Agent Email
PassAudited by ClawScan on May 1, 2026.
Overview
The skill is coherent and purpose-aligned for operating a disposable email CLI, but users should notice that it can install an external CLI, read full email contents including codes, delete messages, and reuse local mailbox profiles.
Before installing, make sure you trust the external agent-email package. Use the skill mainly with disposable inboxes, verify the active/default mailbox before reading or deleting mail, and avoid exposing sensitive verification codes or account recovery messages unless that is your explicit goal.
Findings (4)
Artifact-based informational review of SKILL.md, metadata, install specs, static scan signals, and capability signals. ClawScan does not execute the skill or run runtime probes.
Installing the package gives external CLI code the ability to run on the user’s machine and handle mailbox data.
The skill relies on a globally installed third-party package that is not pinned to a specific version in the reviewed artifacts. This is expected for a CLI wrapper skill, but users should trust the package source before installing.
If missing, install: ```bash npm install -g @zaddy6/agentemail # or bun install -g @zaddy6/agentemail ```
Install only if you trust the package and prefer a reviewed or pinned version where available.
The agent may see or use login links, one-time codes, and other sensitive mailbox contents.
The skill can retrieve full email bodies, including verification links and codes. This is aligned with disposable inbox automation, but those messages can grant access to other services.
Use `show` when you need body/source details for verification links, codes, or full content extraction.
Use this for disposable or low-risk inboxes, and avoid routing sensitive account recovery or production authentication messages through it unless explicitly intended.
A mistaken command could remove mailbox messages from the disposable inbox.
The CLI includes a message deletion command. The instruction scopes deletion to when the user requests it, so this is not suspicious, but it is a mutating action.

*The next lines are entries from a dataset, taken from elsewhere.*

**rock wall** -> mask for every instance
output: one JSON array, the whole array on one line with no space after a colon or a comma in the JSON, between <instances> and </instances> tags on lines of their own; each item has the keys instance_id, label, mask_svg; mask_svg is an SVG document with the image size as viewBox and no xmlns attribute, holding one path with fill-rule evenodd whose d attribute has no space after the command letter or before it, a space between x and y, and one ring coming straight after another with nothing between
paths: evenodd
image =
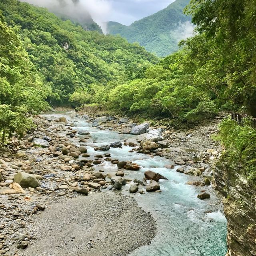
<instances>
[{"instance_id":1,"label":"rock wall","mask_svg":"<svg viewBox=\"0 0 256 256\"><path fill-rule=\"evenodd\" d=\"M256 186L243 177L241 169L220 161L214 174L216 188L225 197L226 256L256 255Z\"/></svg>"}]
</instances>

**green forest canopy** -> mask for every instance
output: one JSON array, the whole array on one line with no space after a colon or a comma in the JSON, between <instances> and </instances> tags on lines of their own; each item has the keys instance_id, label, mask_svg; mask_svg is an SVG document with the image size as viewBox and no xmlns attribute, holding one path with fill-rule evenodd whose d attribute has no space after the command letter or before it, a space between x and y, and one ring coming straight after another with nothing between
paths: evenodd
<instances>
[{"instance_id":1,"label":"green forest canopy","mask_svg":"<svg viewBox=\"0 0 256 256\"><path fill-rule=\"evenodd\" d=\"M131 43L138 42L149 52L166 56L178 50L182 25L184 29L190 24L191 17L183 12L189 0L176 0L166 8L129 26L109 22L108 32L120 34Z\"/></svg>"},{"instance_id":2,"label":"green forest canopy","mask_svg":"<svg viewBox=\"0 0 256 256\"><path fill-rule=\"evenodd\" d=\"M186 11L197 34L161 60L45 8L0 0L0 9L2 139L31 126L28 112L68 100L184 121L219 110L256 116L256 0L192 0ZM227 136L222 128L227 152L242 158L255 177L255 158L246 153L255 147L254 130L226 126L234 132Z\"/></svg>"}]
</instances>

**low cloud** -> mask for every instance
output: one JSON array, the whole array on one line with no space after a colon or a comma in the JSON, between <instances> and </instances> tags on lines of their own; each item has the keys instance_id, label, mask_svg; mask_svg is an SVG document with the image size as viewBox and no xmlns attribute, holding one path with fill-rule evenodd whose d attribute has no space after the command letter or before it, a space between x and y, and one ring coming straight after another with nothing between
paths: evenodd
<instances>
[{"instance_id":1,"label":"low cloud","mask_svg":"<svg viewBox=\"0 0 256 256\"><path fill-rule=\"evenodd\" d=\"M50 11L67 15L81 23L90 17L106 32L104 21L107 18L111 4L107 0L21 0L35 6L46 7Z\"/></svg>"},{"instance_id":2,"label":"low cloud","mask_svg":"<svg viewBox=\"0 0 256 256\"><path fill-rule=\"evenodd\" d=\"M176 38L177 43L182 39L186 39L194 35L194 29L196 26L190 21L185 22L180 22L177 28L171 32L172 37Z\"/></svg>"}]
</instances>

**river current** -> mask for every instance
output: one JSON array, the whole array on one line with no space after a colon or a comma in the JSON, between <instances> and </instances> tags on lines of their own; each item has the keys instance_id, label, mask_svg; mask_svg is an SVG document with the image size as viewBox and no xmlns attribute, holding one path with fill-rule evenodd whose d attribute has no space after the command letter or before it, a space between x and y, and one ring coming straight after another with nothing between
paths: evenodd
<instances>
[{"instance_id":1,"label":"river current","mask_svg":"<svg viewBox=\"0 0 256 256\"><path fill-rule=\"evenodd\" d=\"M96 154L106 152L95 151L94 146L136 137L92 127L86 119L75 116L73 112L50 113L46 116L48 118L65 116L68 122L73 124L74 129L90 132L92 141L97 142L86 143L92 159ZM79 145L79 138L70 140ZM220 197L216 192L211 190L210 199L200 200L196 196L202 187L186 184L191 177L176 172L178 166L174 169L165 168L164 165L170 163L170 160L129 152L132 149L129 146L124 146L122 148L111 148L107 152L111 154L112 158L132 161L141 166L139 171L126 170L128 173L126 177L132 180L142 179L144 172L150 170L168 180L160 180L161 193L134 195L140 206L150 212L156 220L157 234L151 244L140 247L129 256L224 256L227 251L227 221ZM117 170L116 165L108 162L98 168L104 170L105 173ZM132 182L123 187L123 192L130 194L128 190L132 184Z\"/></svg>"}]
</instances>

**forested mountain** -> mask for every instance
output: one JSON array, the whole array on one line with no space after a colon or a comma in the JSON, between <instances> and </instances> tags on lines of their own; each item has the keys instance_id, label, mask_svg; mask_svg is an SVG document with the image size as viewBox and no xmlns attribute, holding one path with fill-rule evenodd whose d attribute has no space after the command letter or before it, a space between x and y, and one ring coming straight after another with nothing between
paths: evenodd
<instances>
[{"instance_id":1,"label":"forested mountain","mask_svg":"<svg viewBox=\"0 0 256 256\"><path fill-rule=\"evenodd\" d=\"M114 87L139 76L140 70L158 61L136 44L85 31L44 8L0 0L0 131L4 135L22 132L31 125L26 113L49 108L45 100L52 105L66 105L75 90L100 92L98 85Z\"/></svg>"},{"instance_id":2,"label":"forested mountain","mask_svg":"<svg viewBox=\"0 0 256 256\"><path fill-rule=\"evenodd\" d=\"M192 26L191 18L183 10L189 0L176 0L166 8L129 26L110 21L108 32L120 34L132 43L137 42L149 52L166 56L178 49L178 43Z\"/></svg>"}]
</instances>

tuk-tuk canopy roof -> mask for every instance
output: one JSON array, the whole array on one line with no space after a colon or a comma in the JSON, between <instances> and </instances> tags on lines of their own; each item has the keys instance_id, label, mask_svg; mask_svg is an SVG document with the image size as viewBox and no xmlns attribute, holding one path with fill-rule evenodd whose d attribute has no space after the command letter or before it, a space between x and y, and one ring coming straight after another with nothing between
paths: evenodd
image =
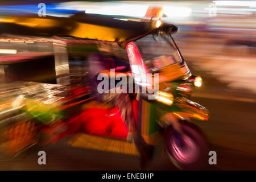
<instances>
[{"instance_id":1,"label":"tuk-tuk canopy roof","mask_svg":"<svg viewBox=\"0 0 256 182\"><path fill-rule=\"evenodd\" d=\"M0 34L20 35L65 36L116 42L121 45L158 30L176 32L177 28L162 23L124 20L113 17L85 13L69 18L38 15L8 17L0 22Z\"/></svg>"}]
</instances>

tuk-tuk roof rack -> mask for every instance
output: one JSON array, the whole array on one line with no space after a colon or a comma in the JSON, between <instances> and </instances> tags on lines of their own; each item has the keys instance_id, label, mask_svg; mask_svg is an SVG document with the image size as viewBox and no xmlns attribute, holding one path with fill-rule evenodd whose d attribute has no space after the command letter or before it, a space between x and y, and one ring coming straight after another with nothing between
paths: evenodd
<instances>
[{"instance_id":1,"label":"tuk-tuk roof rack","mask_svg":"<svg viewBox=\"0 0 256 182\"><path fill-rule=\"evenodd\" d=\"M20 35L53 36L117 42L125 47L127 43L158 30L175 33L175 26L162 23L124 20L112 16L79 13L69 18L37 15L9 16L0 23L0 34Z\"/></svg>"}]
</instances>

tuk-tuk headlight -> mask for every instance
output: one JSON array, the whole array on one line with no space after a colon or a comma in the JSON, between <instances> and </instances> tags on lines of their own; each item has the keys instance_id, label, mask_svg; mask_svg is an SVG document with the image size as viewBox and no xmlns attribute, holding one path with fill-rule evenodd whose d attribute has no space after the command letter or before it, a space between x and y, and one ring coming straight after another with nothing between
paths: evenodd
<instances>
[{"instance_id":1,"label":"tuk-tuk headlight","mask_svg":"<svg viewBox=\"0 0 256 182\"><path fill-rule=\"evenodd\" d=\"M174 103L174 96L171 93L166 92L158 91L155 98L158 102L168 106L171 105Z\"/></svg>"},{"instance_id":2,"label":"tuk-tuk headlight","mask_svg":"<svg viewBox=\"0 0 256 182\"><path fill-rule=\"evenodd\" d=\"M200 76L197 76L195 78L194 85L197 87L202 86L203 79Z\"/></svg>"}]
</instances>

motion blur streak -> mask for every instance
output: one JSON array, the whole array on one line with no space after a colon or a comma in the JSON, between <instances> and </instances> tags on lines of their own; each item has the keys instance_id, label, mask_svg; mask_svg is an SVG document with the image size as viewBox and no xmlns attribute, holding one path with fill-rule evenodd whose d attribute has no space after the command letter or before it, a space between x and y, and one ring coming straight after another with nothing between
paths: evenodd
<instances>
[{"instance_id":1,"label":"motion blur streak","mask_svg":"<svg viewBox=\"0 0 256 182\"><path fill-rule=\"evenodd\" d=\"M38 14L38 5L14 2L7 5L7 2L6 1L5 5L0 5L0 23L16 20L8 16ZM46 3L47 16L70 17L85 12L110 15L125 22L141 21L149 6L162 7L164 15L156 27L164 22L178 27L174 39L191 72L203 78L203 81L202 78L197 78L195 83L199 87L194 88L192 99L208 108L210 117L189 114L209 121L196 122L210 141L210 150L217 154L217 165L209 166L207 169L256 169L256 1L122 1ZM19 26L32 27L38 26L37 23L35 18L30 22L21 22ZM48 25L46 21L40 26L43 30ZM79 33L84 35L84 32ZM97 31L94 33L97 34ZM5 155L0 155L0 169L139 169L135 147L131 143L124 142L127 136L123 136L123 141L117 141L112 136L103 138L79 134L71 135L71 139L64 138L64 142L57 142L71 133L64 119L70 117L69 119L76 119L81 111L76 106L91 99L88 97L90 85L80 84L84 81L82 79L88 78L89 72L85 68L87 65L85 66L80 61L88 55L88 50L94 50L97 47L93 44L84 44L84 40L80 42L56 36L47 39L42 35L41 38L1 35L0 151ZM71 45L67 49L57 43L63 39ZM54 50L57 55L54 55ZM159 48L155 48L154 51L158 51ZM60 63L65 59L68 64L56 65L55 59ZM31 60L36 60L36 63ZM34 67L40 69L27 71ZM56 71L59 71L57 77ZM80 78L82 77L83 78ZM68 79L74 81L74 85L61 84ZM184 92L192 90L182 86L178 89ZM67 111L66 109L71 106L73 109ZM85 104L83 107L82 110L89 106ZM112 110L113 113L105 113L110 107L109 104L101 107L106 109L101 110L104 115L115 117L116 110ZM27 111L21 113L20 109ZM150 112L147 110L145 113ZM90 114L97 116L100 113ZM174 115L181 118L181 114L176 112ZM102 122L101 123L105 121L102 118L99 119ZM16 121L19 122L15 123ZM38 127L39 122L45 126ZM15 124L12 125L13 123ZM123 126L119 127L127 131ZM100 131L103 130L101 125L94 129ZM72 129L77 129L74 127ZM38 130L42 136L51 137L47 136L43 141L37 140L35 131ZM119 131L115 134L120 134ZM42 147L47 154L46 166L38 165L36 150L31 151L30 155L20 150L24 147L30 148L37 142L52 144ZM68 143L68 147L63 143ZM158 150L162 154L162 148ZM108 152L104 153L103 151ZM18 158L10 161L9 158L14 154ZM21 156L19 158L19 155ZM168 162L166 154L155 158L147 169L177 169Z\"/></svg>"}]
</instances>

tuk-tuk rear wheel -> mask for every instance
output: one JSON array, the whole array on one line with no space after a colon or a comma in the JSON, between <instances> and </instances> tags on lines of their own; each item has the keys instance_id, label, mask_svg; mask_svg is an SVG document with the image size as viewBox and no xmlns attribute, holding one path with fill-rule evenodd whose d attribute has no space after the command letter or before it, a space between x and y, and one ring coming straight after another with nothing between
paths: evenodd
<instances>
[{"instance_id":1,"label":"tuk-tuk rear wheel","mask_svg":"<svg viewBox=\"0 0 256 182\"><path fill-rule=\"evenodd\" d=\"M197 170L207 164L208 147L203 134L195 125L180 123L183 134L172 127L167 128L164 135L164 147L172 162L179 168Z\"/></svg>"}]
</instances>

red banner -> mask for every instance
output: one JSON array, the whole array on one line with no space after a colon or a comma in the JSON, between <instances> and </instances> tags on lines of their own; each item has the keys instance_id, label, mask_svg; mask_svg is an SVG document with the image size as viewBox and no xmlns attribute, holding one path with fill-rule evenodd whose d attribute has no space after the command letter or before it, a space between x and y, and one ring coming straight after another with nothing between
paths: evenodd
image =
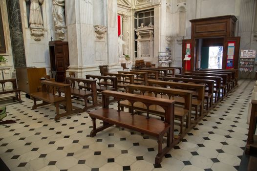
<instances>
[{"instance_id":1,"label":"red banner","mask_svg":"<svg viewBox=\"0 0 257 171\"><path fill-rule=\"evenodd\" d=\"M118 15L118 36L120 36L121 33L121 16Z\"/></svg>"}]
</instances>

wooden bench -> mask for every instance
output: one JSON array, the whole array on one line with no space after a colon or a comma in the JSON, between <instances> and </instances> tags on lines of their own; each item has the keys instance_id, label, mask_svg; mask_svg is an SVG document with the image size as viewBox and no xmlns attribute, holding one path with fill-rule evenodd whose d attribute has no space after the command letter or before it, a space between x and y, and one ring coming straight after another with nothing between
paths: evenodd
<instances>
[{"instance_id":1,"label":"wooden bench","mask_svg":"<svg viewBox=\"0 0 257 171\"><path fill-rule=\"evenodd\" d=\"M197 94L197 99L193 98L192 103L192 106L194 107L195 110L194 120L198 120L203 116L205 85L170 82L162 81L149 81L148 83L150 86L160 86L165 88L169 87L175 89L189 89L190 90L192 89L194 89L196 90ZM173 99L176 100L178 104L183 105L185 103L183 98L181 97L174 97ZM198 108L199 117L198 116ZM191 119L191 118L190 118L190 119Z\"/></svg>"},{"instance_id":2,"label":"wooden bench","mask_svg":"<svg viewBox=\"0 0 257 171\"><path fill-rule=\"evenodd\" d=\"M155 164L159 164L163 156L178 142L173 138L175 101L110 90L103 91L102 96L103 108L88 112L93 122L91 137L95 136L97 132L113 125L155 137L158 143ZM110 97L113 97L118 101L118 110L109 108ZM160 106L165 110L163 116L165 118L165 122L156 118L146 118L142 115L131 115L133 113L121 111L119 102L122 100L128 100L132 104L140 102L148 107L152 105ZM96 128L96 119L103 121L102 126ZM166 133L167 136L167 145L163 149L163 136Z\"/></svg>"},{"instance_id":3,"label":"wooden bench","mask_svg":"<svg viewBox=\"0 0 257 171\"><path fill-rule=\"evenodd\" d=\"M56 109L56 115L54 117L56 121L62 117L82 111L81 109L72 107L71 105L70 85L45 80L41 81L41 85L42 91L30 94L30 97L34 100L32 109L35 109L39 107L53 104ZM61 96L61 90L64 92L65 97ZM56 91L58 93L59 95L53 93ZM37 104L37 100L41 100L43 103ZM61 104L65 106L66 112L63 113L59 113L59 106ZM72 108L75 109L73 110Z\"/></svg>"},{"instance_id":4,"label":"wooden bench","mask_svg":"<svg viewBox=\"0 0 257 171\"><path fill-rule=\"evenodd\" d=\"M104 73L103 73L104 74ZM109 90L117 91L117 77L106 76L103 75L86 75L86 78L87 79L92 79L96 80L97 85L96 86L96 90L99 93L101 93L102 91ZM80 88L86 88L80 85Z\"/></svg>"},{"instance_id":5,"label":"wooden bench","mask_svg":"<svg viewBox=\"0 0 257 171\"><path fill-rule=\"evenodd\" d=\"M220 86L221 85L221 77L217 76L212 76L210 75L201 75L201 74L198 75L193 73L186 73L188 75L175 75L175 77L183 77L186 78L193 78L196 79L203 79L203 80L212 80L215 81L215 85L214 86L214 92L215 94L214 102L217 103L219 101L220 96ZM207 107L208 108L208 106ZM207 109L208 110L208 109Z\"/></svg>"},{"instance_id":6,"label":"wooden bench","mask_svg":"<svg viewBox=\"0 0 257 171\"><path fill-rule=\"evenodd\" d=\"M168 71L169 69L166 68L141 68L140 70L150 70L153 71L159 71L159 79L161 79L162 77L167 77L168 76Z\"/></svg>"},{"instance_id":7,"label":"wooden bench","mask_svg":"<svg viewBox=\"0 0 257 171\"><path fill-rule=\"evenodd\" d=\"M158 80L159 79L159 71L150 70L135 70L130 69L131 72L147 72L148 73L148 79Z\"/></svg>"},{"instance_id":8,"label":"wooden bench","mask_svg":"<svg viewBox=\"0 0 257 171\"><path fill-rule=\"evenodd\" d=\"M183 106L177 105L175 106L175 119L180 121L180 135L184 135L184 122L186 118L186 129L191 126L191 106L192 99L192 91L178 90L177 89L167 88L163 87L154 87L151 86L128 85L126 86L127 92L129 93L141 94L149 96L171 99L174 96L180 96L184 98L185 103ZM138 92L139 91L139 92ZM132 104L128 100L120 102L120 105L122 107L126 107L131 108ZM135 103L133 104L133 107L135 110L147 112L149 113L163 117L164 110L159 106L153 105L148 108L142 103ZM149 118L149 116L147 116ZM163 118L162 118L163 120Z\"/></svg>"},{"instance_id":9,"label":"wooden bench","mask_svg":"<svg viewBox=\"0 0 257 171\"><path fill-rule=\"evenodd\" d=\"M118 71L119 74L133 74L134 75L134 83L136 85L147 85L148 73L142 72L131 72Z\"/></svg>"},{"instance_id":10,"label":"wooden bench","mask_svg":"<svg viewBox=\"0 0 257 171\"><path fill-rule=\"evenodd\" d=\"M6 86L5 84L8 84L8 83L12 84L12 88L11 89L7 89L6 88L7 86ZM17 100L20 103L22 102L21 99L21 90L17 88L17 82L16 79L0 80L0 84L2 86L1 90L0 90L0 94L15 93L15 97L13 98L13 100Z\"/></svg>"},{"instance_id":11,"label":"wooden bench","mask_svg":"<svg viewBox=\"0 0 257 171\"><path fill-rule=\"evenodd\" d=\"M237 80L238 78L238 70L236 69L202 69L201 70L209 70L209 71L229 71L233 72L232 79L235 79L235 83L234 87L238 86Z\"/></svg>"},{"instance_id":12,"label":"wooden bench","mask_svg":"<svg viewBox=\"0 0 257 171\"><path fill-rule=\"evenodd\" d=\"M193 71L193 73L197 73L201 74L201 75L210 75L222 77L221 88L224 90L224 95L227 92L232 90L232 85L234 84L235 80L232 80L232 72L226 72L220 71ZM185 73L185 74L186 74ZM223 87L224 86L224 88ZM226 91L227 90L227 91Z\"/></svg>"},{"instance_id":13,"label":"wooden bench","mask_svg":"<svg viewBox=\"0 0 257 171\"><path fill-rule=\"evenodd\" d=\"M222 74L220 73L220 74L208 73L204 73L204 72L197 72L197 71L193 71L193 72L186 72L184 74L194 75L194 76L211 76L211 77L221 77L221 79L220 80L220 86L218 86L218 87L219 87L219 89L222 90L222 92L220 92L221 91L220 90L219 93L219 95L220 95L220 94L221 94L221 99L223 99L223 98L225 97L227 94L228 93L228 87L229 87L229 85L230 83L230 80L228 79L228 75L227 74ZM217 81L219 82L219 81L218 80L217 80ZM214 92L215 93L215 95L217 94L217 89L218 89L218 88L217 88L216 83L215 82L214 85ZM217 97L217 98L216 97L215 99L215 102L217 102L217 101L218 101L220 99L220 97L219 96L219 95Z\"/></svg>"},{"instance_id":14,"label":"wooden bench","mask_svg":"<svg viewBox=\"0 0 257 171\"><path fill-rule=\"evenodd\" d=\"M214 88L214 80L190 79L185 78L164 77L162 78L164 81L173 81L174 82L184 82L185 83L194 83L198 84L203 84L208 87L207 92L204 93L204 98L206 99L207 105L210 105L210 108L213 106L213 93ZM210 100L210 101L209 101ZM208 105L210 102L210 105Z\"/></svg>"},{"instance_id":15,"label":"wooden bench","mask_svg":"<svg viewBox=\"0 0 257 171\"><path fill-rule=\"evenodd\" d=\"M174 75L176 74L176 69L178 69L179 74L181 74L182 73L182 68L181 67L169 67L169 66L158 66L158 67L162 68L172 68L174 69Z\"/></svg>"},{"instance_id":16,"label":"wooden bench","mask_svg":"<svg viewBox=\"0 0 257 171\"><path fill-rule=\"evenodd\" d=\"M94 107L97 105L97 93L96 90L96 81L83 78L66 77L66 83L70 85L71 94L77 98L83 99L85 101L85 107L83 109L86 111L88 109L88 98L92 98L92 105L89 107ZM79 87L81 85L86 88L81 89ZM62 90L61 90L62 91Z\"/></svg>"},{"instance_id":17,"label":"wooden bench","mask_svg":"<svg viewBox=\"0 0 257 171\"><path fill-rule=\"evenodd\" d=\"M119 90L122 91L125 91L125 89L126 86L129 84L133 84L134 83L134 75L133 74L117 74L113 73L104 73L104 76L116 77L117 78L117 88L120 88ZM102 82L103 84L105 83ZM112 83L108 82L107 84L109 86L112 85ZM122 89L120 89L122 88Z\"/></svg>"}]
</instances>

Delete processed/irrelevant message when requested. ```bash agent-email delete <email|default> <messageId> ```
Confirm the target email address and message ID before allowing deletion.
The agent may read from or act on the currently active mailbox profile if no address is specified.
The skill uses local mailbox profiles and a default active account that can persist across tasks. This is expected for mailbox management, but future commands may act on the stored default profile.
Manage mailbox profiles. ```bash agent-email accounts list agent-email use <email|default> agent-email accounts remove <email> ``` Prefer `default` alias when user does not specify an email.
Check the active/default mailbox before use and remove profiles that should no longer be available.